Her: Oh, you mean ‘cause your uncle’s a man?
Friend: Yeah, like, would he like it because he’s dead or because he’s a man, or what’s the…?
Her: I meant because he’s dead. I don’t know how the fluidity of sexuality works with necrophilia.
Friend: Yeah, right … is it regardless of gender? It is just more the dead element is the main thing?
Her: I have no idea.
Friend: Could we call him and ask?

Video Games

“Call of Duty: Black Ops 7” Signals a Franchise in Stasis by Brian Tallerico (RogerEbert.com)

“Call of Duty: Black Ops 6” was one of the more underrated games of 2025, a blockbuster experience with a genuinely engaging campaign and some of the best multiplayer map design and physics in the genre’s history.
“As defensive as I was about the criticisms often aimed at “Black Ops 6” from people who hadn’t even played it, “Black Ops 7” deserves every one of them. […] To be fair, the actual game mechanics seem to have improved over the last few weeks. But I have to admit I’m a bit exhausted by games that punish their most loyal fans by releasing inferior products that are then fixed through patches.
“[…] it’s hard to shake the feeling that all of this is getting exhaustingly repetitive. Nothing lasts forever. Will the sense that every “Call of Duty” is the same as the last “Call of Duty” eventually catch up with these video game soldiers? Probably not this year, but I don’t believe “Call of Duty” can rest on its success forever without experiencing a decline. The franchise may not need rescuing yet, but the clock is ticking.

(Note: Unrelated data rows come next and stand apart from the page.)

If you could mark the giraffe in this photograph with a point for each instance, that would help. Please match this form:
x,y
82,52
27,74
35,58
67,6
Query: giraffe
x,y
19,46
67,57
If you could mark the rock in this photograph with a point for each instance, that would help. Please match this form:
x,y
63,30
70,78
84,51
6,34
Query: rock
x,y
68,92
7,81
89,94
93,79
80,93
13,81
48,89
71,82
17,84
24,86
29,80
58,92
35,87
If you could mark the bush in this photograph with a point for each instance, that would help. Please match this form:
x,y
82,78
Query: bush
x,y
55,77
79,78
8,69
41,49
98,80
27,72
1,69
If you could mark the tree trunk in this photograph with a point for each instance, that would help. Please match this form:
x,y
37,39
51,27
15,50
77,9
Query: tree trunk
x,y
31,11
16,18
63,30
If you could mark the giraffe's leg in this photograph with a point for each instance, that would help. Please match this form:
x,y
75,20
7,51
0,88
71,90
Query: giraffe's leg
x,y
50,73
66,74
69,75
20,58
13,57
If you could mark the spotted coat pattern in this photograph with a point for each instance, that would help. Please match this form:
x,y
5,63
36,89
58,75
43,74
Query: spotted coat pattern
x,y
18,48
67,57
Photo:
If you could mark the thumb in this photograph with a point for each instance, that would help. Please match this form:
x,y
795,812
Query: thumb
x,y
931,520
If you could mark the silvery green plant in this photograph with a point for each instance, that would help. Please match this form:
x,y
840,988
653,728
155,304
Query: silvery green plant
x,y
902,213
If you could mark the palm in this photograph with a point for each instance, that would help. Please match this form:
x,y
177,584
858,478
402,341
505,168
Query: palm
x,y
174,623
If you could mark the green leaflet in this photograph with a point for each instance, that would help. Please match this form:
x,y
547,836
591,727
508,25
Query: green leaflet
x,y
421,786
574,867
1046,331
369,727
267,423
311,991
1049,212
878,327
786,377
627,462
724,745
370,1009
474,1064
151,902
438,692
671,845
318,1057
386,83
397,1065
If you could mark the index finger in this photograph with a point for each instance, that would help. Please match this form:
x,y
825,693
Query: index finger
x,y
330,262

A good friend sent me this music video the other day.

The Invincible | Yasna's Song by 11 bit studios (YouTube)

Curious about the game itself, I found the following video.

The Invincible | How Accurate Is It? | Game vs Book Comparison | Story Explained | Stanisław Lem by Morgil the Gamer (YouTube)

This game is based on a book by one of my favorite authors! I can’t remember having read this one, though. I love Stanisław Lem, though. I was incredibly impressed with his magnum opus Summa Technologiae (Electronic Mediations).